If Deontay Wilder has his way, then life will truly begin at 40. (photo by Ryan Hafey)
The 2008 Olympic Bronze medalist and current longest reigning titlist has never been shy about envisioning the road even while squarely focused on the task at hand. While hard at work for a heavyweight title fight rematch with Luis Ortiz, the unbeaten knockout artist from Tuscaloosa, Alabama has long ago begun making plans for life after boxing.
“Six years is my max that I’m planning to finish my career,” Wilder (41-0-1, 40KOs) told BoxingScene.com and other reporters during a recent media workout in Northport, Alabama while training for his rematch with Ortiz (31-1, 26KOs; 2NCs), which takes place Nov. 23 on Fox Sports Pay-Per-View live from MGM Grand Garden Arena in Las Vegas, Nevada. “It’s a beautiful thing to have the team I started with to be the team that I finish with.”
The team to which Wilder refers includes longtime head trainer Jay Deas, who has been with him since he first donned a pair of gloves. His crash course into the sport provided enough lessons to serve on the 2008 U.S. Olympic Boxing team in Beijing, where he was the only American boxer to bring home a medal.
Upon turning pro later that year, Wilder—who turned 34 in October—added to his training team the sharp mind of Mark Breland, arguably the greatest American amateur boxer in history who won a Gold medal in the 1984 Los Angeles Olympics before going on to become a two-time welterweight titlist in the pro ranks. On the decision making side since day one has been manager Shelly Finkel—who was also Breland’s manager throughout his pro career—and high-powered adviser Al Haymon, with Wilder becoming the face of the latter’s Premier Boxing Champions conglomerate.
The early years of Wilder’s career were spent on shows promoted by Golden Boy Promotions. Their final fight together came more than six years into his career, when he decisioned Bermane Stiverne over 12-rounds to win the heavyweight title in Jan. 2015. A repeat win over Ortiz—a Miami-based Cuban southpaw whom he stopped in 10 rounds last March—will extend his reign past the five-year mark by next January, along with giving him a 10th successful title defense.
“In the beginning of my career, we had a plan of things to move forward with,” reflects Wilder. “I can’t say things went exactly as planned. In life, things don’t go as planned. It’s a great to be with a group of guys that have my best interest at heart. The people who were planning the beginning of my career are planning the ending as well. I think the ending is going to be a little bit sweeter than the beginning.
“In the beginning you have a long task ahead of you and you don’t know where the roads will lead. I did the best I can in the heavyweight division. I brought a lot of excitement.
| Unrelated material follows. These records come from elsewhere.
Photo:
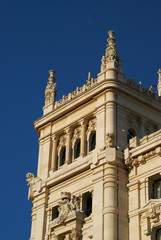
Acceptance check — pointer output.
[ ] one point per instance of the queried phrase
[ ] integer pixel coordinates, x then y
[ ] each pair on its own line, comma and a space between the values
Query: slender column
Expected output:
83, 138
33, 215
110, 203
54, 154
48, 218
68, 146
110, 113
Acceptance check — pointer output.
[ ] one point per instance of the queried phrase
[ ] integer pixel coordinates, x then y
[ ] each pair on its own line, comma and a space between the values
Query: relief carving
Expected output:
67, 205
51, 89
34, 183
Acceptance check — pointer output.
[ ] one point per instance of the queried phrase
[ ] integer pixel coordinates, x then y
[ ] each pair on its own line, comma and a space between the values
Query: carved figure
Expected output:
66, 205
51, 89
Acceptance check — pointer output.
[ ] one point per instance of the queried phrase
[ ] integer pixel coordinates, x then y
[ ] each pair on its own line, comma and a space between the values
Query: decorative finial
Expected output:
111, 33
89, 76
51, 78
159, 74
159, 82
111, 52
51, 89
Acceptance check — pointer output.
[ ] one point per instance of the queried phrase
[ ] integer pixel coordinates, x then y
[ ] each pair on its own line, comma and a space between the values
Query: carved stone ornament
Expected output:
150, 216
111, 52
67, 205
34, 183
110, 140
51, 89
75, 235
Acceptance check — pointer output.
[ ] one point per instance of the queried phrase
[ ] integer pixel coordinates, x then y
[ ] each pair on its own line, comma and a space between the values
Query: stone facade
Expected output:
99, 159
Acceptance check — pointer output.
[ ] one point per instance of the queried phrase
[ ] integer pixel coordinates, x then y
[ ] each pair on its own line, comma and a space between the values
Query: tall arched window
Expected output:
77, 149
92, 141
131, 134
62, 156
158, 234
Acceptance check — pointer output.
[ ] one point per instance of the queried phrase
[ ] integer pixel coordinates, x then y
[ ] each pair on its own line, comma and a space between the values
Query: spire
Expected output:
159, 82
51, 89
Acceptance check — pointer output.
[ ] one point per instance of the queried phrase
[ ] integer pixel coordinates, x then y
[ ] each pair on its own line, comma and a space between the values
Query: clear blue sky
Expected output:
69, 37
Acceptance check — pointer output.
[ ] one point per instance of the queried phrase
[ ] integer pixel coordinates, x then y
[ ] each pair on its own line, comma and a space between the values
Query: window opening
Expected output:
87, 203
55, 212
77, 149
62, 156
92, 141
131, 134
157, 189
158, 234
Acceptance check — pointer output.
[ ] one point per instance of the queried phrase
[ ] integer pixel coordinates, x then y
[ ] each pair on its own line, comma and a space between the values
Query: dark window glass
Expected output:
87, 203
92, 141
89, 206
77, 149
158, 234
55, 212
62, 156
157, 189
131, 134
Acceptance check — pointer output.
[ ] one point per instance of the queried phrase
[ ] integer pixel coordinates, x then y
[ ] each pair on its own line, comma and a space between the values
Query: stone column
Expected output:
33, 215
54, 154
48, 219
68, 146
110, 203
83, 138
111, 113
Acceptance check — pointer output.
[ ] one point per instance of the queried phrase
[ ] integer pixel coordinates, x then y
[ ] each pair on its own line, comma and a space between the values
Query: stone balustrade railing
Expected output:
92, 82
65, 99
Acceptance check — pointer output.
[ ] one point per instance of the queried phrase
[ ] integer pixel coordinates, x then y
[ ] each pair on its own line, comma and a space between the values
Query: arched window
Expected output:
92, 141
157, 189
131, 134
158, 234
62, 156
77, 149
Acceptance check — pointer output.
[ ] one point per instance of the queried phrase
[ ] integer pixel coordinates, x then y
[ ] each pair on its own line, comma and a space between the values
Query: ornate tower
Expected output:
80, 191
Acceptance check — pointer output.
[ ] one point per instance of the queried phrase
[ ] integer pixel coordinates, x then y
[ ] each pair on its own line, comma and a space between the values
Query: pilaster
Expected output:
110, 211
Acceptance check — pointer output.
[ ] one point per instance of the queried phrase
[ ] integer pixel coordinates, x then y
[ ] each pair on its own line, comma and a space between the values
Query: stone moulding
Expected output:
149, 91
150, 216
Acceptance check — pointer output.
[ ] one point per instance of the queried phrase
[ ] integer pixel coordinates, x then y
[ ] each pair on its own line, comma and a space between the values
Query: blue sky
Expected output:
69, 37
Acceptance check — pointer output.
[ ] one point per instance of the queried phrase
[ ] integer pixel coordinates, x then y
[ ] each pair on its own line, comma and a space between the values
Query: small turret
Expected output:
111, 67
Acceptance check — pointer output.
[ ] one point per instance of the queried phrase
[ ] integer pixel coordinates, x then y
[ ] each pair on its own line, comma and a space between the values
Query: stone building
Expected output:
99, 160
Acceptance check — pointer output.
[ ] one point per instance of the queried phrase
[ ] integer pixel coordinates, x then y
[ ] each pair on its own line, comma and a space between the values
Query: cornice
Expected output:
85, 97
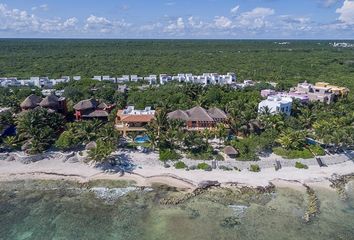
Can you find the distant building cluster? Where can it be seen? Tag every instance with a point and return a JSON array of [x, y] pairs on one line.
[[281, 102], [205, 78], [40, 82], [342, 45]]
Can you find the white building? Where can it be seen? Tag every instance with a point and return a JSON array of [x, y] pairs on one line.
[[77, 78], [130, 110], [97, 78], [276, 104], [152, 79], [164, 78]]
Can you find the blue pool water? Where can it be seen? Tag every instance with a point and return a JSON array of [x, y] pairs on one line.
[[141, 139]]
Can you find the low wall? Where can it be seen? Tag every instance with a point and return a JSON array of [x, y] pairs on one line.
[[25, 158]]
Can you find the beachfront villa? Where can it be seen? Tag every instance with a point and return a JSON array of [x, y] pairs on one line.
[[336, 90], [50, 102], [320, 92], [306, 92], [133, 120], [92, 109], [199, 118], [276, 104]]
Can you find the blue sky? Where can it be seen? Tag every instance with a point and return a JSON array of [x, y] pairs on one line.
[[230, 19]]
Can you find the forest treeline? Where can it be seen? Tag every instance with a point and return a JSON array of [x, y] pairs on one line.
[[258, 60]]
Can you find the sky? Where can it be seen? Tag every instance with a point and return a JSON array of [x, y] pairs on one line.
[[187, 19]]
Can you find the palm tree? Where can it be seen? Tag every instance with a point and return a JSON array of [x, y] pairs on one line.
[[160, 120], [207, 134], [11, 142], [221, 132], [307, 118]]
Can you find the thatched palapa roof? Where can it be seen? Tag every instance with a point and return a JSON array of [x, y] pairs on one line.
[[31, 101], [50, 101], [178, 115], [86, 105], [90, 145], [96, 114], [230, 151], [199, 114], [217, 113]]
I bring a lot of drama.”
More drama could come of his post-fight career—just not in the ring.
“My passion is acting,” admitted Wilder, whose on-screen credits include guest appearances Showtime’s Billions; the televised reboot of Magnum P.I. and reality series WAGS Atlanta. “I’m doing thing thus far and I’ve been killing it. I’m looking forward to do more in the acting field.
“I’m also a certified scuba diver. I’m looking forward to spending time with my family, watching my kids grow.”